Before I left the USA in 2008, I thought about starting in Rio de Janeiro, during carnival. Rio has intrigued me, but also intimidated and frightened me. It is known as a brash, seething, violent, and sensual city. I am aware of those same qualities in myself and I have been reluctant finding out how strong they might be. So in 2008, I started my traveling in Belize.
This time, I am starting in Rio de Janeiro, during carnival when the city hosts the “biggest party on earth.” (See a video) I must experience this revelry and take a thousand pictures. Yes, there will be carnal self-expression that goes beyond modest tastes, but certainly a passionate fervor will also be present. Samba parades will proceed day and night, and for some participants it is the culmination of an entire year of preparation. I am not going to be merely an outsider, but throw myself in the pulse and feel the beat. It is the only way, for then I have stories to tell and pictures to show. If I were to moralize and hold myself to a higher calling, perhaps I would not go. But in the streets is fantastic beauty and surprise. It is life laid bare, my brotherhood, and I crave this. I do not try and tell people to live differently, but I love all and connect, and in this, good happens. (Here is another fun carnival video from 1955)

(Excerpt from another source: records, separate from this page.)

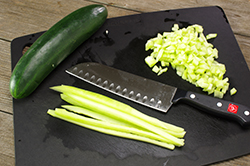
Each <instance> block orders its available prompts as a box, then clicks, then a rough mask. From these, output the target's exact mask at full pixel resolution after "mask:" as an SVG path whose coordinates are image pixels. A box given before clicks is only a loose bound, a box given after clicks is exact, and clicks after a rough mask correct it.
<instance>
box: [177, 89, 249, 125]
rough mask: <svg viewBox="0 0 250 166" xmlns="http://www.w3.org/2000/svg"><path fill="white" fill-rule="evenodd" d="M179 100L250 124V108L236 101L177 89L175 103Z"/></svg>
mask: <svg viewBox="0 0 250 166" xmlns="http://www.w3.org/2000/svg"><path fill="white" fill-rule="evenodd" d="M179 100H182V101H185V102H187V103H188V104H189V103H190V104H192V105H193V106H195V107H197V108H198V109H200V110H204V111H207V112H209V113H212V114H215V115H218V116H221V117H223V118H229V119H232V120H235V121H237V122H239V123H240V124H241V125H242V126H244V127H246V126H249V125H250V108H248V107H246V106H244V105H241V104H237V103H234V102H230V101H226V100H222V99H219V98H215V97H210V96H206V95H202V94H198V93H194V92H190V91H184V90H180V89H177V91H176V94H175V96H174V98H173V103H176V102H178V101H179Z"/></svg>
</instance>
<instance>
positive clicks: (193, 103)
mask: <svg viewBox="0 0 250 166" xmlns="http://www.w3.org/2000/svg"><path fill="white" fill-rule="evenodd" d="M66 72H67V73H69V74H71V75H73V76H75V77H77V78H79V79H82V80H84V81H86V82H88V83H90V84H93V85H95V86H97V87H100V88H102V89H105V90H107V91H109V92H112V93H115V94H117V95H119V96H122V97H125V98H127V99H130V100H132V101H134V102H137V103H140V104H142V105H145V106H148V107H150V108H153V109H156V110H159V111H162V112H167V111H168V109H169V108H170V106H171V105H172V104H175V103H177V102H178V101H180V100H183V101H186V103H190V104H192V105H193V106H196V107H197V108H199V109H200V110H204V111H207V112H209V113H213V114H215V115H219V116H222V117H224V118H229V119H233V120H235V121H237V122H239V123H240V124H241V125H242V126H249V125H250V109H249V108H248V107H246V106H244V105H241V104H237V103H233V102H230V101H225V100H222V99H218V98H214V97H210V96H207V95H202V94H199V93H194V92H190V91H185V90H181V89H179V88H176V87H172V86H169V85H166V84H162V83H159V82H156V81H153V80H150V79H146V78H143V77H140V76H137V75H134V74H131V73H127V72H124V71H121V70H118V69H115V68H112V67H108V66H106V65H102V64H98V63H93V62H89V63H81V64H78V65H76V66H73V67H71V68H70V69H68V70H66Z"/></svg>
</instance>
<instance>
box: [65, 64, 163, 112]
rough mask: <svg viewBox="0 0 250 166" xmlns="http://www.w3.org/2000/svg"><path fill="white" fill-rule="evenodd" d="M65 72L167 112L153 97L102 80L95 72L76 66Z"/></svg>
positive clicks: (99, 86) (92, 84) (107, 81)
mask: <svg viewBox="0 0 250 166" xmlns="http://www.w3.org/2000/svg"><path fill="white" fill-rule="evenodd" d="M66 72H67V73H68V74H70V75H73V76H75V77H77V78H79V79H81V80H83V81H85V82H88V83H90V84H92V85H94V86H97V87H99V88H101V89H104V90H107V91H109V92H111V93H114V94H117V95H119V96H121V97H124V98H127V99H129V100H132V101H134V102H137V103H140V104H142V105H144V106H147V107H150V108H153V109H157V110H159V111H161V112H167V110H166V109H162V108H161V105H162V101H161V100H156V99H155V98H154V97H152V98H149V97H148V96H146V95H145V96H143V95H142V94H141V93H139V92H135V91H133V90H132V91H130V90H128V89H127V88H126V87H121V86H120V85H115V84H114V83H113V82H109V81H108V80H103V79H102V78H101V77H96V75H95V74H90V73H89V72H86V73H85V72H84V71H83V70H79V69H78V68H77V67H76V68H74V69H73V70H72V72H71V71H68V70H66ZM75 73H76V74H75Z"/></svg>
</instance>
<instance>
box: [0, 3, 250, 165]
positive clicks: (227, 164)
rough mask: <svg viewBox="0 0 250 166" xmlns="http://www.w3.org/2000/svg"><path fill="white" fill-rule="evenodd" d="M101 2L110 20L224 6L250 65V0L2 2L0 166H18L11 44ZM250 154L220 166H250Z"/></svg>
mask: <svg viewBox="0 0 250 166" xmlns="http://www.w3.org/2000/svg"><path fill="white" fill-rule="evenodd" d="M94 3H101V4H105V5H106V6H107V8H108V12H109V15H108V17H109V18H112V17H118V16H125V15H131V14H139V13H143V12H152V11H159V10H169V9H178V8H190V7H201V6H215V5H217V6H220V7H222V9H223V10H224V12H225V13H226V16H227V18H228V20H229V23H230V25H231V27H232V30H233V32H234V34H235V37H236V39H237V41H238V43H239V46H240V48H241V50H242V53H243V55H244V57H245V59H246V62H247V64H248V66H250V31H249V27H250V17H249V15H250V1H249V0H154V1H152V0H136V1H134V0H123V1H119V0H96V1H93V0H85V1H84V0H71V1H70V2H69V1H66V0H60V1H59V0H58V1H49V0H43V1H39V0H22V1H19V0H0V22H1V23H0V46H1V49H0V57H1V58H0V68H1V73H0V146H1V148H0V165H1V166H13V165H15V157H14V134H13V133H14V130H13V110H12V109H13V107H12V97H11V95H10V94H9V78H10V75H11V53H10V42H11V41H12V40H13V39H14V38H16V37H19V36H23V35H27V34H31V33H36V32H40V31H44V30H47V29H49V28H50V27H51V26H52V25H53V24H54V23H56V22H57V21H59V20H60V19H61V18H63V17H64V16H66V15H67V14H69V13H70V12H72V11H74V10H76V9H77V8H79V7H81V6H85V5H89V4H94ZM249 163H250V155H246V156H243V157H239V158H236V159H232V160H230V161H225V162H221V163H216V164H214V165H216V166H224V165H225V166H236V165H241V166H245V165H249Z"/></svg>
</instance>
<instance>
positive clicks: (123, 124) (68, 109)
mask: <svg viewBox="0 0 250 166" xmlns="http://www.w3.org/2000/svg"><path fill="white" fill-rule="evenodd" d="M62 107H63V108H65V109H67V110H69V111H72V112H74V113H77V114H82V115H85V116H89V117H92V118H94V119H97V120H101V121H105V122H109V123H114V124H119V125H126V126H131V127H132V126H133V127H134V125H131V124H128V123H125V122H123V121H119V120H116V119H114V118H111V117H109V116H106V115H105V114H100V113H99V112H97V111H92V110H89V109H86V108H83V107H79V106H73V105H62Z"/></svg>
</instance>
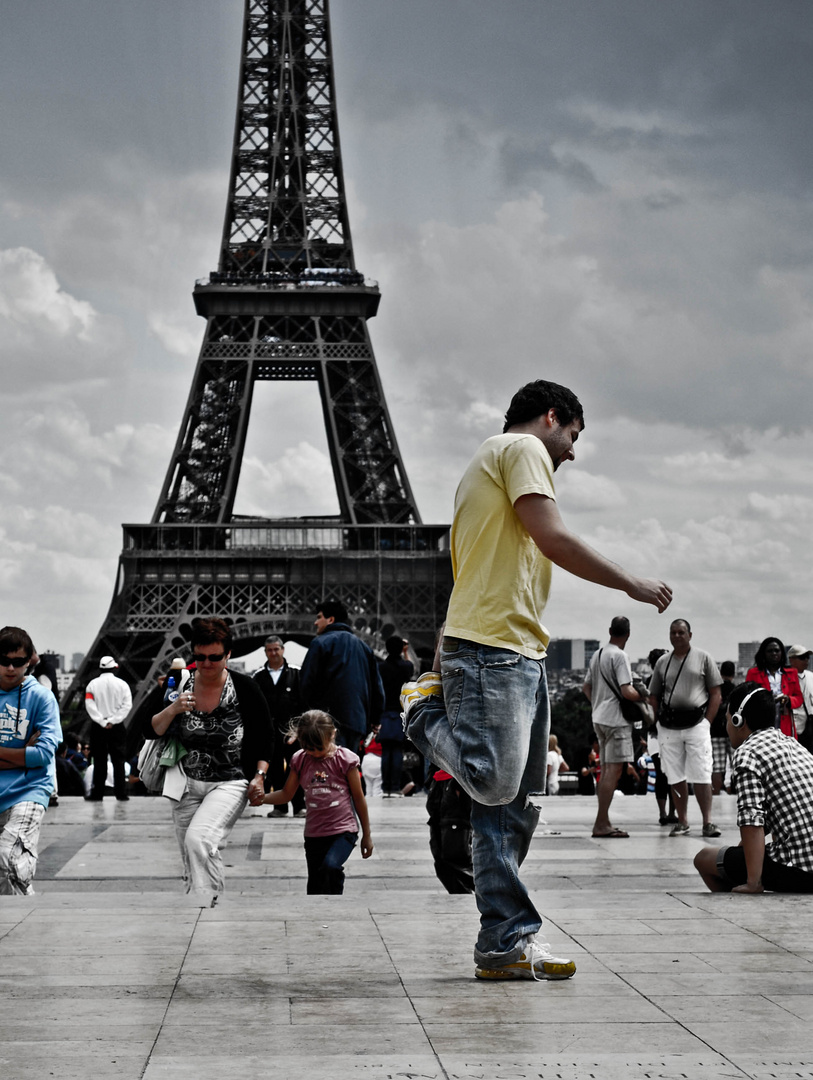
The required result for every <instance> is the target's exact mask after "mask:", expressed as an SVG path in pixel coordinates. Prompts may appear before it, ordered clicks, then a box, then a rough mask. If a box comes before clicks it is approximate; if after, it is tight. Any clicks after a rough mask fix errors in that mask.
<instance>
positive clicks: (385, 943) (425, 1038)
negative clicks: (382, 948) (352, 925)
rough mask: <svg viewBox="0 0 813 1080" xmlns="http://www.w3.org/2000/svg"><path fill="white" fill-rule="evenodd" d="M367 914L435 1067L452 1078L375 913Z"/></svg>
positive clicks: (447, 1079) (444, 1074) (445, 1075)
mask: <svg viewBox="0 0 813 1080" xmlns="http://www.w3.org/2000/svg"><path fill="white" fill-rule="evenodd" d="M369 916H370V919H371V921H372V926H374V927H375V928H376V933H377V934H378V936H379V939H380V940H381V944H382V945H383V947H384V951H385V953H387V957H388V959H389V961H390V963H391V964H392V967H393V970H394V971H395V973H396V974H397V976H398V982H399V983H401V986H402V989H403V990H404V994H405V996H406V999H407V1001H408V1002H409V1008H410V1009H411V1010H412V1012H414V1013H415V1018H416V1021H417V1022H418V1024H419V1025H420V1029H421V1031H422V1032H423V1038H424V1039H425V1040H426V1042H428V1044H429V1047H430V1049H431V1051H432V1054H433V1056H434V1058H435V1061H436V1062H437V1067H438V1068H439V1069H441V1072H442V1074H443V1076H444V1078H445V1080H452V1078H451V1077H450V1076H449V1074H448V1072H447V1071H446V1066H445V1065H444V1063H443V1062H442V1061H441V1055H439V1054H438V1052H437V1050H436V1049H435V1044H434V1042H433V1041H432V1038H431V1036H430V1034H429V1031H428V1030H426V1026H425V1024H424V1023H423V1020H422V1018H421V1017H420V1015H419V1013H418V1010H417V1009H416V1008H415V1003H414V1001H412V998H411V995H410V994H409V991H408V990H407V988H406V984H405V983H404V978H403V976H402V974H401V972H399V971H398V969H397V967H396V964H395V961H394V960H393V958H392V955H391V953H390V948H389V946H388V944H387V942H385V941H384V935H383V934H382V932H381V928H380V927H379V924H378V919H377V918H376V916H375V915H374V914H372V912H369Z"/></svg>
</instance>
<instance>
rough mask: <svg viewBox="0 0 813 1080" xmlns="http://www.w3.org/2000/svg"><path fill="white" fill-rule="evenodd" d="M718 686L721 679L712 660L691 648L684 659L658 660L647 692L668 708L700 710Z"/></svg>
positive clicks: (692, 647)
mask: <svg viewBox="0 0 813 1080" xmlns="http://www.w3.org/2000/svg"><path fill="white" fill-rule="evenodd" d="M685 661H686V662H685ZM681 665H682V667H681ZM667 669H668V671H667ZM721 685H722V676H721V675H720V671H719V669H718V666H717V664H716V663H715V662H714V660H713V659H712V657H710V656H709V654H708V653H707V652H704V651H703V649H695V648H694V646H692V647H691V648H690V649H689V653H688V654H687V656H686V657H676V656H675V653H674V652H667V653H665V654H664V656H663V657H661V659H660V660H659V661H658V663H656V664H655V670H654V672H652V680H651V683H650V684H649V692H650V693H651V694H652V697H654V698H658V700H659V701H661V702H662V703H663V704H664V705H668V706H669V708H700V707H701V706H705V704H706V702H707V701H708V696H709V692H710V691H712V690H713V689H714V687H716V686H721ZM673 691H674V692H673Z"/></svg>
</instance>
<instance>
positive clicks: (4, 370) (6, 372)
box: [0, 247, 123, 394]
mask: <svg viewBox="0 0 813 1080" xmlns="http://www.w3.org/2000/svg"><path fill="white" fill-rule="evenodd" d="M122 343H123V342H122V335H121V327H120V325H119V324H118V322H117V321H116V320H113V319H110V318H106V316H103V315H100V314H99V313H98V312H97V311H96V310H94V308H93V306H92V305H91V303H89V302H87V301H86V300H80V299H77V298H76V297H74V296H71V295H70V294H69V293H67V292H65V289H63V288H62V287H60V285H59V282H58V280H57V276H56V274H55V273H54V271H53V269H52V268H51V267H50V266H49V264H48V262H46V261H45V259H44V258H43V257H42V256H41V255H39V254H38V253H37V252H35V251H31V249H30V248H28V247H14V248H6V249H4V251H0V362H2V364H3V372H4V376H3V390H4V392H5V393H21V392H26V391H27V392H29V393H35V392H36V393H37V394H42V393H43V392H45V393H48V390H49V388H50V387H54V386H57V387H58V386H63V384H65V383H68V382H77V381H80V380H86V379H87V378H91V377H100V376H101V375H103V374H106V373H110V369H111V368H112V369H113V370H114V369H116V367H118V366H119V357H120V355H121V353H122Z"/></svg>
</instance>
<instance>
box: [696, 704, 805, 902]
mask: <svg viewBox="0 0 813 1080" xmlns="http://www.w3.org/2000/svg"><path fill="white" fill-rule="evenodd" d="M775 715H776V708H775V704H774V700H773V694H772V693H771V691H770V690H765V689H763V688H762V687H760V686H759V685H758V684H756V683H744V684H743V685H742V686H739V687H736V689H735V690H734V691H733V692H732V694H731V697H730V698H729V700H728V719H727V730H728V734H729V739H730V740H731V746H732V750H733V764H734V771H735V775H736V823H737V825H739V826H740V836H741V840H740V847H737V848H733V847H727V848H704V849H703V850H702V851H699V852H697V854H696V855H695V856H694V866H695V868H696V869H697V872H699V873H700V876H701V877H702V878H703V880H704V881H705V883H706V885H707V886H708V888H709V889H710V890H712V892H763V891H764V890H765V889H770V890H772V891H774V892H813V756H812V755H811V754H810V753H808V751H805V750H804V747H803V746H800V745H799V743H798V742H797V741H796V739H790V738H788V737H787V735H784V734H782V732H781V731H780V730H778V729H777V728H775V727H774V720H775ZM765 833H768V834H770V836H771V841H770V842H769V843H765Z"/></svg>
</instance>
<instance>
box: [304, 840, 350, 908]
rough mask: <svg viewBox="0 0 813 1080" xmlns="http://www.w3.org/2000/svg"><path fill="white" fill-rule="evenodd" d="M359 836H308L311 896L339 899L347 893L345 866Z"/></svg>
mask: <svg viewBox="0 0 813 1080" xmlns="http://www.w3.org/2000/svg"><path fill="white" fill-rule="evenodd" d="M357 838H358V834H357V833H337V834H336V835H335V836H306V838H304V859H306V862H307V863H308V894H309V895H334V896H340V895H341V894H342V892H343V891H344V863H345V862H347V861H348V859H350V852H351V851H352V850H353V848H354V847H355V841H356V840H357Z"/></svg>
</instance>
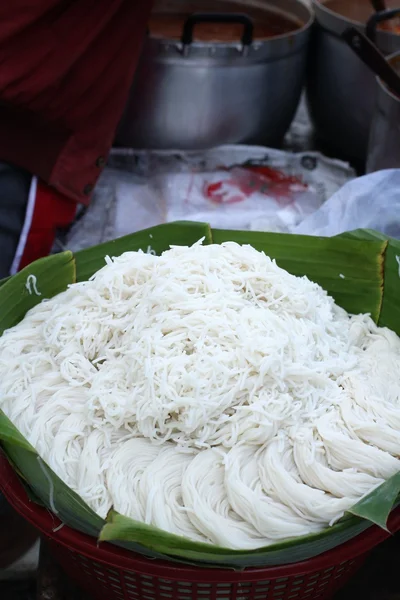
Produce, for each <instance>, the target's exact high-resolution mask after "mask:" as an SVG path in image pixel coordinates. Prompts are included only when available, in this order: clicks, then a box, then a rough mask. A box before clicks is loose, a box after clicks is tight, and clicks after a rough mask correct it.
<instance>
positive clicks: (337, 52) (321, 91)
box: [307, 0, 400, 162]
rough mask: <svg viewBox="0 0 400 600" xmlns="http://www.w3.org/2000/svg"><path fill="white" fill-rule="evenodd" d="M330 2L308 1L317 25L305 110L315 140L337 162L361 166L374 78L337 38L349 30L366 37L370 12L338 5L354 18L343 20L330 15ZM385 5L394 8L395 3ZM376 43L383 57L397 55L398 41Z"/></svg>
mask: <svg viewBox="0 0 400 600" xmlns="http://www.w3.org/2000/svg"><path fill="white" fill-rule="evenodd" d="M334 2H335V3H336V2H337V0H333V2H332V0H324V1H322V0H313V5H314V9H315V15H316V25H315V28H314V32H313V40H312V43H311V48H310V58H309V72H308V82H307V96H308V104H309V109H310V114H311V118H312V120H313V123H314V126H315V129H316V134H317V136H318V137H319V138H320V139H321V140H322V141H323V142H325V143H326V144H327V145H328V146H329V147H330V148H331V149H332V150H333V151H334V152H336V153H337V154H338V155H339V156H341V157H344V158H346V159H349V160H356V161H361V162H364V161H365V158H366V154H367V147H368V138H369V131H370V126H371V122H372V118H373V114H374V110H375V102H376V91H377V90H376V84H375V77H374V75H373V73H371V71H370V70H369V69H368V67H366V66H365V65H364V63H363V62H362V61H361V60H360V59H359V58H358V57H357V56H356V55H355V54H354V53H353V52H352V50H351V49H350V48H349V47H348V46H347V44H346V43H345V42H344V41H343V40H342V39H341V37H340V36H341V34H342V33H343V32H344V31H345V29H346V28H347V27H349V26H351V25H353V26H356V27H358V28H359V29H360V30H362V31H364V32H365V23H366V22H367V20H368V18H369V16H371V15H372V14H373V10H372V7H371V3H370V0H343V6H344V5H345V6H346V11H347V14H351V12H350V11H351V10H353V15H354V17H353V18H350V17H345V16H342V15H341V14H338V13H337V12H334V11H333V10H331V8H330V6H331V7H334V6H335V4H334ZM387 4H388V6H391V7H392V8H394V7H395V5H396V4H400V2H399V1H398V0H397V1H396V0H391V1H390V2H387ZM336 6H337V4H336ZM357 17H359V18H357ZM376 43H377V45H378V47H379V48H380V50H381V51H382V52H383V53H384V54H391V53H393V52H395V51H396V50H400V35H395V34H393V33H389V32H384V31H378V32H377V36H376Z"/></svg>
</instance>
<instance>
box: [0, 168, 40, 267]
mask: <svg viewBox="0 0 400 600" xmlns="http://www.w3.org/2000/svg"><path fill="white" fill-rule="evenodd" d="M31 181H32V176H31V175H30V174H29V173H28V172H26V171H24V170H22V169H19V168H17V167H14V166H11V165H9V164H6V163H2V162H0V279H1V278H3V277H7V276H8V275H10V268H11V265H12V263H13V261H14V257H15V253H16V251H17V247H18V243H19V240H20V235H21V231H22V228H23V225H24V222H25V214H26V207H27V204H28V197H29V190H30V186H31Z"/></svg>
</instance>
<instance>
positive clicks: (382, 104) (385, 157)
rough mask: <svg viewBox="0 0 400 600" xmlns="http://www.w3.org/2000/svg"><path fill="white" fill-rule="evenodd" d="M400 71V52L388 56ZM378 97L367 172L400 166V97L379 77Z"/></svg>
mask: <svg viewBox="0 0 400 600" xmlns="http://www.w3.org/2000/svg"><path fill="white" fill-rule="evenodd" d="M388 60H389V61H390V63H391V65H392V66H393V67H394V68H395V70H396V71H398V72H400V52H397V53H396V54H393V55H392V56H390V57H388ZM377 87H378V99H377V104H376V110H375V116H374V119H373V122H372V127H371V132H370V139H369V150H368V160H367V172H368V173H372V172H374V171H380V170H382V169H399V168H400V97H399V96H396V95H395V94H393V93H392V92H391V91H390V90H389V89H388V87H387V86H386V85H385V84H384V83H383V82H382V81H381V80H380V79H379V78H378V79H377Z"/></svg>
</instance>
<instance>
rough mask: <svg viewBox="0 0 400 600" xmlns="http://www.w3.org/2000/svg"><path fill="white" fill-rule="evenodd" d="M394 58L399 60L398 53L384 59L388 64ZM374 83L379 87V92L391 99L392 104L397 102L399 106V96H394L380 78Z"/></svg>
mask: <svg viewBox="0 0 400 600" xmlns="http://www.w3.org/2000/svg"><path fill="white" fill-rule="evenodd" d="M395 58H398V59H400V51H397V52H394V53H393V54H390V55H389V56H387V57H386V60H387V61H388V62H389V63H390V62H391V61H392V60H393V59H395ZM399 63H400V60H399ZM376 81H377V82H378V85H379V87H380V89H381V91H382V92H384V94H386V95H387V96H390V98H392V99H393V101H394V102H397V103H398V104H400V96H397V94H394V93H393V92H392V90H391V89H390V88H388V86H387V85H386V83H384V82H383V81H382V79H381V78H380V77H376Z"/></svg>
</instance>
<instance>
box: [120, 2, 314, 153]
mask: <svg viewBox="0 0 400 600" xmlns="http://www.w3.org/2000/svg"><path fill="white" fill-rule="evenodd" d="M250 4H251V2H247V4H246V5H244V4H242V6H249V5H250ZM257 7H258V8H260V7H263V8H264V7H265V9H266V10H268V8H269V9H274V8H275V9H277V10H278V11H280V12H281V13H283V14H285V13H286V14H288V15H291V16H292V17H295V18H296V19H298V20H299V21H300V22H301V23H303V24H304V26H303V27H299V29H297V30H296V31H293V32H291V33H290V34H284V35H281V36H277V37H274V38H270V39H266V40H253V39H252V32H251V27H249V26H248V24H246V22H245V21H243V25H244V36H243V38H242V40H237V42H232V43H210V42H193V41H192V36H191V32H192V31H193V27H194V26H195V25H196V19H192V20H191V21H189V24H187V26H186V30H185V33H184V35H183V37H182V40H181V41H180V42H177V41H173V40H162V39H155V38H152V37H149V38H148V40H147V43H146V46H145V49H144V52H143V56H142V61H141V64H140V67H139V70H138V73H137V76H136V78H135V81H134V85H133V88H132V91H131V94H130V98H129V101H128V104H127V107H126V110H125V114H124V116H123V119H122V121H121V123H120V126H119V129H118V132H117V138H116V145H118V146H125V147H134V148H149V149H185V150H187V149H189V150H197V149H205V148H211V147H214V146H218V145H222V144H236V143H242V142H245V143H249V144H251V143H254V144H263V145H279V143H280V142H281V140H282V138H283V136H284V134H285V133H286V131H287V129H288V127H289V125H290V123H291V121H292V119H293V116H294V113H295V111H296V108H297V105H298V102H299V99H300V95H301V90H302V87H303V83H304V77H305V68H306V57H307V44H308V39H309V31H310V27H311V25H312V22H313V16H312V12H311V10H310V9H309V8H307V7H306V6H305V5H304V4H303V3H302V2H300V1H299V0H269V1H267V0H257Z"/></svg>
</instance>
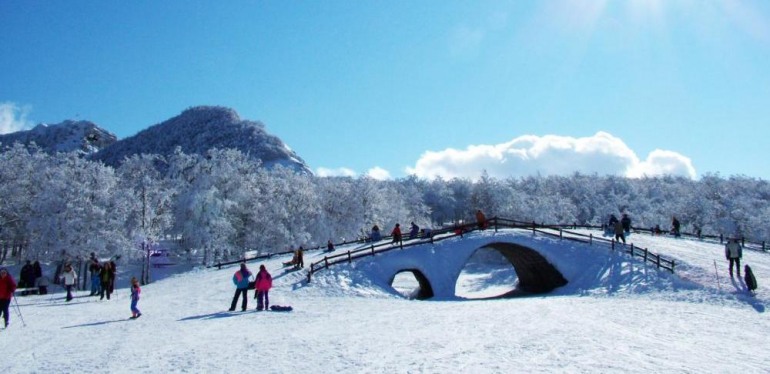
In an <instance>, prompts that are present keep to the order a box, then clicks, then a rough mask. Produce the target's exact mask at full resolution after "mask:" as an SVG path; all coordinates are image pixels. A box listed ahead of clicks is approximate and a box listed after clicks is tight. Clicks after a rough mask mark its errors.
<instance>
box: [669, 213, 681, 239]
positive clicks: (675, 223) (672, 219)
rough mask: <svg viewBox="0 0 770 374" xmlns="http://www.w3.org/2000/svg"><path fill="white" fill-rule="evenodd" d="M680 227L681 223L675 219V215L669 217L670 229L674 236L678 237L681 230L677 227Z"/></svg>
mask: <svg viewBox="0 0 770 374" xmlns="http://www.w3.org/2000/svg"><path fill="white" fill-rule="evenodd" d="M680 228H681V224H680V223H679V220H678V219H676V217H672V218H671V231H672V233H673V234H674V236H675V237H677V238H678V237H679V236H680V235H681V232H680V231H679V229H680Z"/></svg>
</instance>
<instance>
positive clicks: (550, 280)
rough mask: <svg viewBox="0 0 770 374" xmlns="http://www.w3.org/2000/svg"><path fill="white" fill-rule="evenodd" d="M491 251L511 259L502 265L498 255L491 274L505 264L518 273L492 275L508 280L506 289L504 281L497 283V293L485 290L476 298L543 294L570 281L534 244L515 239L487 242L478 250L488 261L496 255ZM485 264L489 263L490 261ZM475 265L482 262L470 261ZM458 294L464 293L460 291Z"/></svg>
mask: <svg viewBox="0 0 770 374" xmlns="http://www.w3.org/2000/svg"><path fill="white" fill-rule="evenodd" d="M490 251H492V252H496V253H497V256H501V257H502V258H504V259H505V261H506V262H508V265H502V266H501V265H500V260H499V257H497V259H496V261H497V266H496V267H495V266H493V267H491V269H492V270H493V271H492V274H494V273H495V272H496V271H499V270H495V269H503V270H504V269H505V267H506V266H507V267H511V266H512V267H513V272H514V273H515V274H516V277H515V278H514V277H512V276H511V275H510V274H509V275H505V273H504V272H501V273H500V276H499V277H493V278H492V279H495V280H496V282H495V283H497V282H498V281H502V282H506V283H507V290H506V289H504V286H503V285H501V284H495V285H494V286H493V287H491V288H492V289H498V290H500V292H499V293H497V295H496V296H490V295H489V294H485V295H483V297H476V298H486V299H489V298H504V297H516V296H523V295H529V294H542V293H548V292H551V291H553V290H554V289H556V288H558V287H561V286H564V285H566V284H567V280H566V279H565V278H564V276H563V275H562V274H561V272H559V270H558V269H556V267H555V266H553V264H551V263H550V262H548V260H547V259H546V258H545V257H543V255H541V254H540V253H538V252H537V251H535V250H534V249H532V248H529V247H526V246H523V245H519V244H515V243H504V242H498V243H491V244H487V245H485V246H483V247H481V248H479V250H478V251H477V253H481V254H482V256H484V257H482V259H485V260H486V261H487V262H488V261H490V259H495V257H494V256H493V255H490V254H488V253H489V252H490ZM475 255H476V253H474V256H475ZM469 262H470V261H469ZM493 264H494V263H493ZM486 265H487V266H488V265H489V263H487V264H486ZM473 266H479V264H474V263H471V267H473ZM466 268H467V265H466ZM464 270H465V268H464ZM506 277H507V278H506ZM461 278H462V273H461V276H460V277H458V283H459V282H460V281H462V280H461ZM455 292H457V288H456V289H455ZM457 296H461V297H463V296H462V295H459V294H458V295H457Z"/></svg>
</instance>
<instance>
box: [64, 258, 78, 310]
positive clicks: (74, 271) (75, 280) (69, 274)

Certainly, my character is challenged while living free. For instance when I was in Istanbul, I became acquainted with a Muslim who befriended me and gave me a small Koran. He worked in a rug shop and spoke English. I prayed with him in a mosque and met his wife and little boy. We went to dinner together, and in the evening drove around in his car. I became incredulous when he began pimping. “Surely you don’t want to spend the night alone!” I said no, but he persisted many times. This stuff happens when I travel and keep open. But then, I simply stayed strong in my love, and in the end, my friend had to respect me and learned something of value besides. And I learned something too. We made each other think.
After Rio, I probably will go to Buenos Aires, then west to Santiago, Chile, north to Bolivia, and maybe Peru.
THE DREAM will take me, shelter and protect me, strip me of what is unnecessary and be my teacher.